Well, he didn't have to ask twice! Zeiler had already constructed the globe projections for Sky & Telescope’s 12-inch Earth Globe, so he had a running start. Within two months, he'd generated some test plots, and it looked like we'd easily have a globe produced in time for 2017's Great American Eclipse. (Not coincidentally, Zeiler and Polly White operate GreatAmericanEclipse.com, a rich, entertaining, and highly educational collection of maps and other information about recent and historical eclipses.)
But unbeknown to us, other forces were at play within the higher levels of F+W Media, the previous and now-defunct owner of Sky & Telescope. Suffice it to say that the eclipse-globe project got shelved for a couple of years. Eventually I pinged Zeiler to see if he wanted to resume the effort, and he did!
It would take more than one lifetime to view the 68 total and seven hybrid solar eclipses depicted on Sky & Telescope's Solar Eclipse Globe.
It still took a year to get everything just right, but at long last the eclipse globe is a reality — and it's so much better than a flat map showing eclipse paths. "Each of the many available map projections involves some sort of compromise," Zeiler explains. "You aim to preserve features' true relative areas, lengths, shapes, azimuth angles, or some combination of these characteristics. There is no perfect map that preserves all these characteristics — except a globe."
I must add that we couldn't have done this without the support and expertise of the staff at Replogle Globes, which produces the entire S&T lineup. Because of how these cardboard-based spheres are assembled, it's challenging to get all of the eclipse paths to match up exactly between each hemisphere's 12 gores. (This alignment is also especially critical on S&T's 12-inch celestial globe.)
"While maps of eclipse paths have been produced since 1654, this is the first globe specifically designed to feature the paths of total solar eclipses," Zeiler notes. "A globe is ideal for depicting these eclipse paths because the distortions inherent in any flat map of Earth are eliminated.

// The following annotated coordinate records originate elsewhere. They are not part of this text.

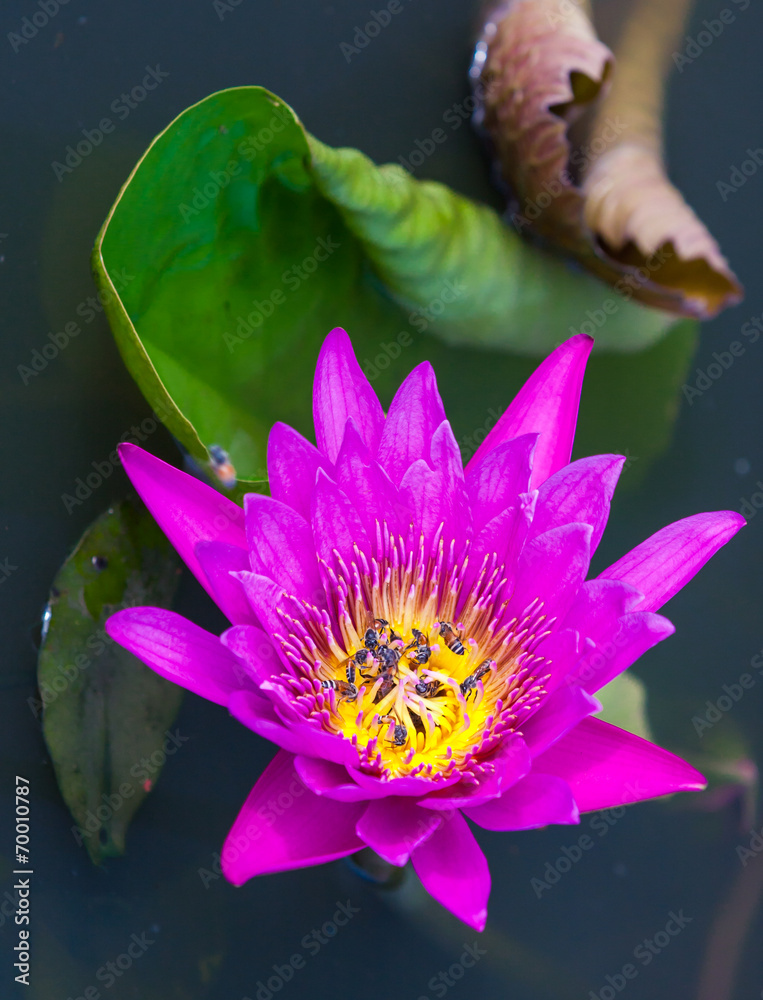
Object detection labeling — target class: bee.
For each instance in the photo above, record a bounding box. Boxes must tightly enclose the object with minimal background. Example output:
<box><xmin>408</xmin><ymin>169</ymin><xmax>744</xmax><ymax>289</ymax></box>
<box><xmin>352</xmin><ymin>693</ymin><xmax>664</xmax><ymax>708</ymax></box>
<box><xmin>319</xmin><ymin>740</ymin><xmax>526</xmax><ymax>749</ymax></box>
<box><xmin>415</xmin><ymin>680</ymin><xmax>441</xmax><ymax>698</ymax></box>
<box><xmin>363</xmin><ymin>618</ymin><xmax>389</xmax><ymax>653</ymax></box>
<box><xmin>374</xmin><ymin>646</ymin><xmax>400</xmax><ymax>704</ymax></box>
<box><xmin>459</xmin><ymin>660</ymin><xmax>495</xmax><ymax>701</ymax></box>
<box><xmin>379</xmin><ymin>715</ymin><xmax>408</xmax><ymax>747</ymax></box>
<box><xmin>436</xmin><ymin>622</ymin><xmax>466</xmax><ymax>656</ymax></box>
<box><xmin>321</xmin><ymin>680</ymin><xmax>358</xmax><ymax>701</ymax></box>
<box><xmin>345</xmin><ymin>649</ymin><xmax>371</xmax><ymax>684</ymax></box>
<box><xmin>208</xmin><ymin>444</ymin><xmax>236</xmax><ymax>490</ymax></box>
<box><xmin>403</xmin><ymin>628</ymin><xmax>432</xmax><ymax>666</ymax></box>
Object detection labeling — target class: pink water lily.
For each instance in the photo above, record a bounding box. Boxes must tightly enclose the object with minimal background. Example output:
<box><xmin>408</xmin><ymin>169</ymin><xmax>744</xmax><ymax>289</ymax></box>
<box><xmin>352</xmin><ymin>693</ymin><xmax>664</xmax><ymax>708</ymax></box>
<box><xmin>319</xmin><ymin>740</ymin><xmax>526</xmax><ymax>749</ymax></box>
<box><xmin>108</xmin><ymin>330</ymin><xmax>744</xmax><ymax>929</ymax></box>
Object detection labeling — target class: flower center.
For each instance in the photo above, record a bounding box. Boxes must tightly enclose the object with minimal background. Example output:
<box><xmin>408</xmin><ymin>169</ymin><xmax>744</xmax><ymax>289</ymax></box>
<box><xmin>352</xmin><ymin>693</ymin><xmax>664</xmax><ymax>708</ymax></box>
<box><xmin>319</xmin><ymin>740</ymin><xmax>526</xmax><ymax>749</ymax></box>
<box><xmin>274</xmin><ymin>540</ymin><xmax>548</xmax><ymax>779</ymax></box>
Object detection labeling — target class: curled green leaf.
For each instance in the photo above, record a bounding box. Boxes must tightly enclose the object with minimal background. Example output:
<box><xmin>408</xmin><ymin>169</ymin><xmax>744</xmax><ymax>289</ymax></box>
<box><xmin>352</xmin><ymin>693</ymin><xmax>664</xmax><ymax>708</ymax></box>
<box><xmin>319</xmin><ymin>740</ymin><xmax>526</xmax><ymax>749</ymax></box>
<box><xmin>93</xmin><ymin>87</ymin><xmax>670</xmax><ymax>482</ymax></box>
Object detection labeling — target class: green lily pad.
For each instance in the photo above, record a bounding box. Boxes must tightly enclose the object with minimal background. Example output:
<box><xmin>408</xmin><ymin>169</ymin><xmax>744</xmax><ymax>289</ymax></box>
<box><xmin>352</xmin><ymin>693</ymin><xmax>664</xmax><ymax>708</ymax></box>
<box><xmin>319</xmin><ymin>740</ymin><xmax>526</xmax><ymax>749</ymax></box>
<box><xmin>93</xmin><ymin>87</ymin><xmax>671</xmax><ymax>492</ymax></box>
<box><xmin>38</xmin><ymin>501</ymin><xmax>183</xmax><ymax>864</ymax></box>
<box><xmin>596</xmin><ymin>673</ymin><xmax>654</xmax><ymax>741</ymax></box>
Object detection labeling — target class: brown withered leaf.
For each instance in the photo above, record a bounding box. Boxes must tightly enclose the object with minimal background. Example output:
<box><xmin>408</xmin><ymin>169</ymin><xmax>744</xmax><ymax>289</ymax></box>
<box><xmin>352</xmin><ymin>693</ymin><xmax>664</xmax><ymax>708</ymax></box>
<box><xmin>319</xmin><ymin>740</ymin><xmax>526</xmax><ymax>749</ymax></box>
<box><xmin>475</xmin><ymin>0</ymin><xmax>742</xmax><ymax>319</ymax></box>
<box><xmin>473</xmin><ymin>0</ymin><xmax>613</xmax><ymax>253</ymax></box>
<box><xmin>583</xmin><ymin>143</ymin><xmax>742</xmax><ymax>319</ymax></box>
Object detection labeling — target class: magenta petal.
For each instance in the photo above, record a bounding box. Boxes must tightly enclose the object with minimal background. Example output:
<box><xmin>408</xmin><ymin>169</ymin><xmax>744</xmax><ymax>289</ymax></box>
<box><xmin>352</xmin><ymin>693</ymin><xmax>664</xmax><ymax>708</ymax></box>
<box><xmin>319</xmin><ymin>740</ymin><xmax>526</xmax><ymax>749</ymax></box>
<box><xmin>562</xmin><ymin>579</ymin><xmax>644</xmax><ymax>643</ymax></box>
<box><xmin>411</xmin><ymin>812</ymin><xmax>490</xmax><ymax>931</ymax></box>
<box><xmin>466</xmin><ymin>434</ymin><xmax>536</xmax><ymax>535</ymax></box>
<box><xmin>244</xmin><ymin>493</ymin><xmax>324</xmax><ymax>605</ymax></box>
<box><xmin>195</xmin><ymin>542</ymin><xmax>256</xmax><ymax>625</ymax></box>
<box><xmin>312</xmin><ymin>472</ymin><xmax>371</xmax><ymax>569</ymax></box>
<box><xmin>313</xmin><ymin>327</ymin><xmax>384</xmax><ymax>462</ymax></box>
<box><xmin>509</xmin><ymin>524</ymin><xmax>592</xmax><ymax>621</ymax></box>
<box><xmin>469</xmin><ymin>334</ymin><xmax>593</xmax><ymax>488</ymax></box>
<box><xmin>377</xmin><ymin>361</ymin><xmax>446</xmax><ymax>486</ymax></box>
<box><xmin>535</xmin><ymin>719</ymin><xmax>706</xmax><ymax>812</ymax></box>
<box><xmin>222</xmin><ymin>750</ymin><xmax>364</xmax><ymax>885</ymax></box>
<box><xmin>236</xmin><ymin>572</ymin><xmax>292</xmax><ymax>670</ymax></box>
<box><xmin>336</xmin><ymin>420</ymin><xmax>413</xmax><ymax>555</ymax></box>
<box><xmin>119</xmin><ymin>444</ymin><xmax>246</xmax><ymax>600</ymax></box>
<box><xmin>599</xmin><ymin>510</ymin><xmax>746</xmax><ymax>611</ymax></box>
<box><xmin>268</xmin><ymin>423</ymin><xmax>333</xmax><ymax>521</ymax></box>
<box><xmin>349</xmin><ymin>761</ymin><xmax>461</xmax><ymax>798</ymax></box>
<box><xmin>464</xmin><ymin>771</ymin><xmax>580</xmax><ymax>830</ymax></box>
<box><xmin>565</xmin><ymin>611</ymin><xmax>675</xmax><ymax>693</ymax></box>
<box><xmin>355</xmin><ymin>796</ymin><xmax>442</xmax><ymax>866</ymax></box>
<box><xmin>228</xmin><ymin>691</ymin><xmax>358</xmax><ymax>764</ymax></box>
<box><xmin>419</xmin><ymin>733</ymin><xmax>532</xmax><ymax>812</ymax></box>
<box><xmin>459</xmin><ymin>491</ymin><xmax>537</xmax><ymax>610</ymax></box>
<box><xmin>532</xmin><ymin>455</ymin><xmax>625</xmax><ymax>555</ymax></box>
<box><xmin>106</xmin><ymin>608</ymin><xmax>253</xmax><ymax>705</ymax></box>
<box><xmin>220</xmin><ymin>625</ymin><xmax>283</xmax><ymax>687</ymax></box>
<box><xmin>535</xmin><ymin>628</ymin><xmax>580</xmax><ymax>694</ymax></box>
<box><xmin>400</xmin><ymin>420</ymin><xmax>472</xmax><ymax>554</ymax></box>
<box><xmin>294</xmin><ymin>756</ymin><xmax>374</xmax><ymax>802</ymax></box>
<box><xmin>522</xmin><ymin>687</ymin><xmax>601</xmax><ymax>757</ymax></box>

Moreover, a globe accurately represents the true areal extent of totality’s path across Earth’s surface."
My Next Total Solar Eclipse?
Yesterday I scanned those dozens of pale yellow tracks closely, wondering when would the last total solar eclipse occur that I'll get to see. So many paths, but so little time! There's a nice one in August 2026 that crosses both Iceland (where temps will be pleasant) and Spain (maybe too hot?).
Two years later, I'll be faced with a really tough choice: the Moon's shadow slashes across both Australia (Sydney's on the centerline) and New Zealand. And optimistically there's a "total" in September 2035 that passes just north of Tokyo, which I've never visited.
Where would you like to see your next — or maybe your first — total solar eclipse? Our new solar eclipse globe will help you decide!